Professions and Trades.

People live by working for money in order to get food, clothes, houses, and all the other things which they need or would like to have. If they should not work, all the food that has already been produced would soon be eaten up, all the clothes would be worn out, and everything else would decay; so that the inhabitants of towns, and also those of the country, would be starved, and die very miserably.

The necessity for each person’s working at some kind of honest labor, is an obligation laid on us by the Creator; and it is a sin to live in idleness, without a desire to work. We are also far more happy when we are working than when we are idle; and this in itself ought to cause us to follow a course of active industry.

As children are not able to work, they are supported for a number of years by their parents; but when they grow up, they are expected to go and work for themselves. Some young persons are so ignorant, or have such bad dispositions, that they think it would be pleasant for them to live always by their parents’ or others’ working for them, and so remain idle all their days. They do not seem to care how much they take from their fathers or their mothers, who are sometimes so greatly distressed with the conduct of their children, that they die of grief. This is very cruel and sinful conduct on the part of these young persons, which no boy or girl should imitate. It is the duty of all who have health and strength to labor for their own support.

In this large world there is room for all persons to work at some kind of useful employment. Some are strong in body, and are fitted for working in toilsome professions; others are less strong in body, but have active minds, and they are suited for professions in which little bodily labor is required. Thus, every young person chooses the profession for which he is fitted, or which he can conveniently follow. Young persons cannot, in all cases, follow the business they would like; both boys and girls must often do just as their friends advise them, and then trust to their own industry.

As some choose to be of one profession, and some of another, every profession, no matter what it be, has some persons following it as a means of living, and all assisting each other. The tailor makes clothes, the shoemaker makes shoes, the mason builds houses, the cabinet-maker makes furniture, the printer prints books, the butcher kills animals for food, the farmer raises grain from the fields, the miller grinds the grain into flour, and the baker bakes the flour into bread. Although all these persons follow different trades, they still assist each other. The tailor makes clothes for all the others, and gets some of their things in return. The shoemaker makes shoes for all the others, and gets some of their things in return; and, in the same manner, all the rest exchange their articles with each other. The exchange is not made in the articles themselves, for that would not be convenient; it is made by means of money, which is to the same purpose.

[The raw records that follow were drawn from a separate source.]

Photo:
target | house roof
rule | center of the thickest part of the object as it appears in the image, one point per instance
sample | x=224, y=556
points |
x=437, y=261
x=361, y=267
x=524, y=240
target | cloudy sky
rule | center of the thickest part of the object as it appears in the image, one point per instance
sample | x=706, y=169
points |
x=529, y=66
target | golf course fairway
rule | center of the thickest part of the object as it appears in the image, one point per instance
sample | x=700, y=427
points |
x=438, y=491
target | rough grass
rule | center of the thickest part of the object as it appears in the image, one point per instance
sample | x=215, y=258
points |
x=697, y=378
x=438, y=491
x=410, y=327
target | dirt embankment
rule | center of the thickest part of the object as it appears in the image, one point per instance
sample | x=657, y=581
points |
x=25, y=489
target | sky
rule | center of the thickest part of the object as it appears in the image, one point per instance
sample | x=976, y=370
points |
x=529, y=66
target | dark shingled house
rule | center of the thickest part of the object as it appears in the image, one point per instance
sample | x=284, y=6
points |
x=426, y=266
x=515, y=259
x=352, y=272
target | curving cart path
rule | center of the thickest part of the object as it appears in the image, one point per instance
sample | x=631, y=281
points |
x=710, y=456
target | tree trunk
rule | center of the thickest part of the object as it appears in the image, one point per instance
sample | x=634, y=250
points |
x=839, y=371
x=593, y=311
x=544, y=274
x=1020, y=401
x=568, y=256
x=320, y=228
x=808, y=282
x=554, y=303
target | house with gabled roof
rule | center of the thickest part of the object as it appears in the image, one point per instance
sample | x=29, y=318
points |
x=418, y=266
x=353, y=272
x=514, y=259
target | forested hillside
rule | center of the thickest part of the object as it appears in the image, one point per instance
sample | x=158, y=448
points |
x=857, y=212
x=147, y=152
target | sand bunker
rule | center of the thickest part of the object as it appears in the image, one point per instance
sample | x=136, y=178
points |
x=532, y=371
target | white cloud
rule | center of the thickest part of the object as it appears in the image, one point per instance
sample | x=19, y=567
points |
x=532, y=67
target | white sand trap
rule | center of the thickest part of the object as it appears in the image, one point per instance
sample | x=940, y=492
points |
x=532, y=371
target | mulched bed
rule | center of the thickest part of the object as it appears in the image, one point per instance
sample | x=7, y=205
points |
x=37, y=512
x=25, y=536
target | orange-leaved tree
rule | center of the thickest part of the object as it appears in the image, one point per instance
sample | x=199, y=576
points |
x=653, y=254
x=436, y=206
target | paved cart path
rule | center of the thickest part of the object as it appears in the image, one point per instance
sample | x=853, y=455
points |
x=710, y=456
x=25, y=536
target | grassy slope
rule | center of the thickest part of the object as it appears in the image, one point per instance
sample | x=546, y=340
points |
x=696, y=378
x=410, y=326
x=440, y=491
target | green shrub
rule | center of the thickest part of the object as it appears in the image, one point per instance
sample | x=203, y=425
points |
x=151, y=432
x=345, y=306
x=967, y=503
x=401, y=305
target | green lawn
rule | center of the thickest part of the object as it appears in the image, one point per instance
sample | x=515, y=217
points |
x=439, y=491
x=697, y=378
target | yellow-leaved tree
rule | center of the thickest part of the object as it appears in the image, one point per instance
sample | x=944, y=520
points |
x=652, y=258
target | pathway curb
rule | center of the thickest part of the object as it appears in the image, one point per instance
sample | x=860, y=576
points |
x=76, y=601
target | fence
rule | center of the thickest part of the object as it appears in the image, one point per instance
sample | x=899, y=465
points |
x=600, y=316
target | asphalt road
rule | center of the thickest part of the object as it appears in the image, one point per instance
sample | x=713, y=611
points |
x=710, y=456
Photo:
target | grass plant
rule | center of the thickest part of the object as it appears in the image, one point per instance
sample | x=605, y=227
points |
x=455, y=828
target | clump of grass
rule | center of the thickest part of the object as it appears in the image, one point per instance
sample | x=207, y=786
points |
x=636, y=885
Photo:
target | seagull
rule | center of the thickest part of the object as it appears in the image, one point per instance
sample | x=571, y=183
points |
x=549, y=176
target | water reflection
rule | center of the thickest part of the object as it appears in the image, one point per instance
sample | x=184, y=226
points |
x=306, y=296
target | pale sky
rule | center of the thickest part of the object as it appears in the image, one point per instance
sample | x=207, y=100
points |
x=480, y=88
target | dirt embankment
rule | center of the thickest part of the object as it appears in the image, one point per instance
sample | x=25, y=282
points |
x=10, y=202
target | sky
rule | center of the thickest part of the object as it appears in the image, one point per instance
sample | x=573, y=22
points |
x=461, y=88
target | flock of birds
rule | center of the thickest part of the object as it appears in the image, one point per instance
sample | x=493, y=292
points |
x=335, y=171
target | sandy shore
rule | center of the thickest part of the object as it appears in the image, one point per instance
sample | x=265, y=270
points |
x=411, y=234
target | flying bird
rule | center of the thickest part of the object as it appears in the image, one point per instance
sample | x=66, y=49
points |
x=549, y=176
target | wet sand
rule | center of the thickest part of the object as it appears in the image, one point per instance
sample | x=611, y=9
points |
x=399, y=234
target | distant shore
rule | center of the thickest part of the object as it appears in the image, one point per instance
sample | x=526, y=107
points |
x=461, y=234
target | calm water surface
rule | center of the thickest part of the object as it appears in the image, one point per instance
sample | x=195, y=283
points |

Many persons in society are usefully employed in instructing, amusing, or taking care of others. Schoolmasters instruct youth in schools, and tutors and governesses give instruction in private families. Clergymen instruct the people in their religious duties, and endeavor to persuade them to lead a good life. Authors of books, editors of newspapers, musicians, painters of pictures, and others, delight and amuse their fellow-creatures, and keep them from wearying in their hours of leisure.

Unfortunately, some people, both old and young, are lazy or idle, and will not work at regular employments, and others spend improperly the most of the money which they earn. All these fall into a state of wretchedness and poverty. They become poor, and are a burden on society. Other persons are unfortunate in their business, and lose all that they have made, so that they become poor also. Persons who suffer hardships of this kind should be pitied, and treated with kindness by those who are able to help them. Many persons, besides, become poor by old age and infirmity, and it is proper that they should be taken care of and supported. A beggar is a poor person, who does not feel ashamed to seek alms. Any one who is able to labor for a subsistence, should feel ashamed either to beg or to be classed among the poor.

God has taken care that the wants of all persons who labor, and lead a regular life, shall be satisfied. These wants are few in number, and consist chiefly of air, food, water, warmth, and clothing. Some of these we receive freely, but others we receive only by working for them. Some persons are contented if they can work for the bare necessaries of life. If they can get only as much plain food and coarse clothing as will keep them alive, they are contented. If a person cannot, by all his industry, earn more than the bare necessaries of life, it is right to be contented; but if he can easily earn money to buy comfortable food, comfortable clothing, and other means of comfort and rational enjoyment, it is wrong to be contented with the bare necessaries of life.

It is the duty of every one to try to better his condition by skill and industry in any kind of lawful employment. Let him only take care to abstain from indulgence in vicious luxuries. One of the most vicious of luxuries is spirits, or liquors, which some people drink to make themselves intoxicated, or drunk. When a person is in this debased condition, his senses and intellect are gone, and he does not know what he is doing. He cannot walk, but staggers or rolls on the ground, and is a horrid spectacle to all who see him. Drunkenness is an odious vice, which leads to great misery and poverty; and the best way to avoid falling into it, is to abstain from tasting or using any spirits or intoxicating liquors.